V
Мрачная тишина свинцовой тучей охватила древнюю Равенну, резиденцию короля готов, императора итальянского, победоносного варвара Теодорика Великого.
Старинная крепость римских цезарей испытала немало переделок, значительно изменивших строгую выдержанность ее архитектуры.
Воинственная привычка двора потребовала уничтожения внутренних стен и перегородок, превращая уютные маленькие комнаты в казармы, склады оружия, фехтовальные и гимнастические залы.
С той же целью новые толстые стены соединили близлежащие здания с дворцом, создавая внутреннюю крепость в крепости, способную выдержать не один десяток приступов. Посреди главного двора, в высохшем водоеме из розового гранита, играли и боролись белокурые мальчуганы, а между нежно-зеленым мрамором колонн, окружающих прежний приемный зал тройной галереей, были приделаны кормушки для великолепных боевых коней Теодорика и его свиты.
Когда Цетегус переступил порог королевского жилища, мрачное здание казалось еще мрачнее от всеобщей печали, охватившей его обитателей, ожидающих кончины того, кто был душой этого дворца.
Гениальный завоеватель, управлявший Европой почти полстолетия, сказочный герой, перед которым преклонялись враги и друзья, великий сын Амалунгов, Дитрих Бернский, еще при жизни ставший героем легенд и сказаний, готовился к смерти.
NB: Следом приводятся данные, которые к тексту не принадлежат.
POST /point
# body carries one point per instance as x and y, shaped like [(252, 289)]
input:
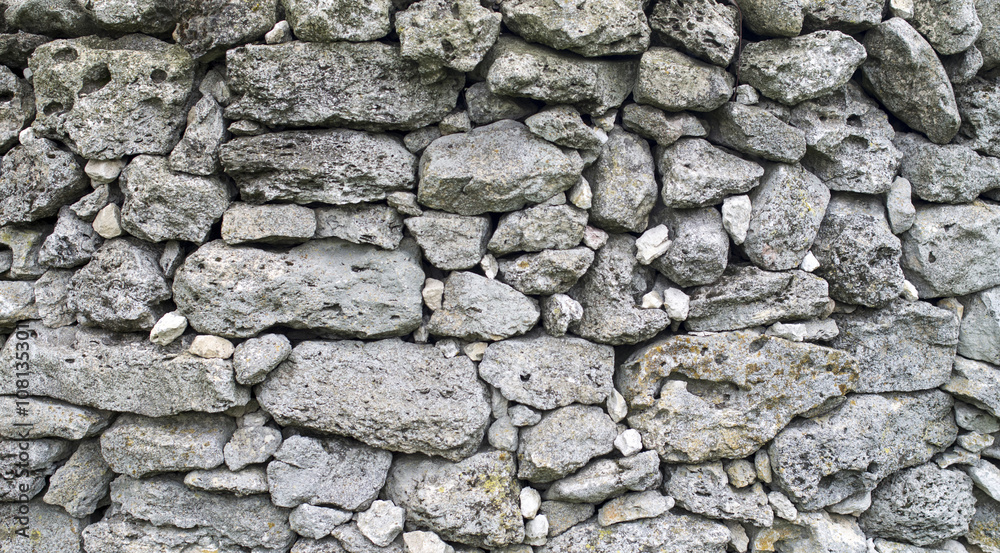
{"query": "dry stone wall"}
[(531, 276)]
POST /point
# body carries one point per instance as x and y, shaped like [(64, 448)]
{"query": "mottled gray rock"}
[(36, 179), (449, 33), (565, 440), (334, 166), (366, 85), (516, 68), (788, 208), (449, 498), (672, 81), (538, 228), (161, 204), (858, 254), (705, 490), (122, 287), (478, 308), (547, 272), (921, 505), (71, 364), (698, 398), (623, 184), (746, 296), (903, 347), (499, 167), (754, 130), (694, 173), (331, 471), (139, 446), (848, 141), (953, 250), (76, 92), (252, 522), (823, 460), (359, 291), (905, 74), (699, 247), (440, 410)]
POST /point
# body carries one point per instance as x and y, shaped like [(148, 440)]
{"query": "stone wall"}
[(538, 276)]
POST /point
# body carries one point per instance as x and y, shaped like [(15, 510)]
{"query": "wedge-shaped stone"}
[(334, 287), (826, 459), (335, 166), (415, 399), (699, 398), (365, 85)]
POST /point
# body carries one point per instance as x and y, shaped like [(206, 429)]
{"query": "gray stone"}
[(746, 296), (672, 81), (359, 291), (334, 166), (450, 242), (700, 398), (392, 94), (499, 167), (331, 471), (75, 91), (788, 208), (71, 364), (903, 347), (449, 498), (449, 33), (858, 254), (754, 130), (161, 204), (953, 250), (140, 446), (623, 184), (699, 247), (791, 70), (565, 440), (905, 74), (478, 308), (122, 288), (921, 505), (251, 521), (547, 272), (36, 180), (443, 409), (538, 228), (823, 460), (848, 141), (516, 68), (705, 490), (694, 173)]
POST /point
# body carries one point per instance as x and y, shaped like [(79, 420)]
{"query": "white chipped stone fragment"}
[(652, 244), (168, 328)]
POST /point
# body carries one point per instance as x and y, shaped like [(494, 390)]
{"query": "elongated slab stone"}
[(701, 398), (334, 287), (413, 398)]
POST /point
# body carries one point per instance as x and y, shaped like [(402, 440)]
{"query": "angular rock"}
[(905, 74), (332, 471), (499, 167), (700, 398), (478, 308), (367, 85), (138, 108), (359, 291), (672, 81), (335, 166), (449, 498), (441, 409), (818, 462)]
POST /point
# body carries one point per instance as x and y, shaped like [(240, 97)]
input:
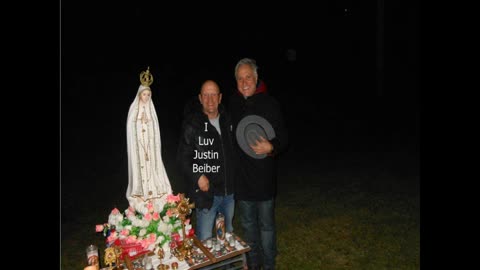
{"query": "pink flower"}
[(99, 228), (131, 239), (152, 237), (150, 207), (147, 217), (172, 198)]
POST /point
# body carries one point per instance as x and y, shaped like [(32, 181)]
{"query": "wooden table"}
[(205, 258)]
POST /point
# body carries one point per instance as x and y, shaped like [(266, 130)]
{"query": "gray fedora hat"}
[(249, 130)]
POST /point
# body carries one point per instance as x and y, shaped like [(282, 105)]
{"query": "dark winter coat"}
[(256, 178), (195, 135)]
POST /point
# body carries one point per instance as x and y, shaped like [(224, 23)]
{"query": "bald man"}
[(206, 157)]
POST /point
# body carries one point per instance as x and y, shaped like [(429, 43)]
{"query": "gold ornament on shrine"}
[(146, 78), (183, 209), (112, 256)]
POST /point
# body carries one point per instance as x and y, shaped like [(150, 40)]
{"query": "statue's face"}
[(145, 96)]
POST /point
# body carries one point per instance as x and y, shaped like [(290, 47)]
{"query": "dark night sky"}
[(329, 94)]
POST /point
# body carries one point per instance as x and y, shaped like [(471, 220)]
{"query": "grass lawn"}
[(356, 214)]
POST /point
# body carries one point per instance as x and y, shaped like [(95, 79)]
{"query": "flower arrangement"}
[(144, 232)]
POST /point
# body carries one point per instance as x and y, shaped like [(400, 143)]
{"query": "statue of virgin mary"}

Врачи предупредили о безнадежном положении короля его близких, как и самого больного. И хотя все окружающие великого старца давно уже предвидели возможность неожиданно скорой развязки болезни, подрывающей могучую силу железного воина, все же сообщение это произвело впечатление громового удара.
С раннего утра город начал волноваться. Густые толпы народа окружили дворец. В публичных банях, на улицах и в домах шептались с озабоченными лицами мужчины, интересующиеся политикой. У фонтанов и на рынках женщины боязливо спрашивали друг друга, что будет после смерти короля. Даже дети присмирели, чувствуя что-то необычное. К полудню появились толпы поселян из соседних деревень. Они окружили дворец тесным кольцом, боязливо расступаясь перед каждым невольником, выбегавшим из дверей, и робко спрашивали:
– Ну что?.. Как?..
Невольники отвечали коротко: «все то же», или ничего не отвечая, кивали головой и бежали дальше, к одному из врачей или сановников, которых постепенно созывали во дворец по желанию дочери короля, Амаласунты.
Ближайшие советники короля, во главе с префектом преторианцев Кассиодором, предвидели неизбежное народное волнение и заранее приняли меры для сохранения спокойствия.
Уже с полуночи дворец был оцеплен преданными германскими пехотинцами. Все входы и выходы охранялись усиленными караулами. Перед главным фасадом, во дворе, стоял сильный отряд германской конницы, а между колоннами галереи Гонория, на широких мраморных ступенях гигантской парадной лестницы, расположились «дружинники», избранные воины, телохранители короля.
Только по этой лестнице можно было войти в дом через калитку, открывающуюся возле наглухо запертых парадных ворот. Но даже эта калитка охранялась часовыми и отворялась только по приказанию двух военачальников, известных своей преданностью Теодорику.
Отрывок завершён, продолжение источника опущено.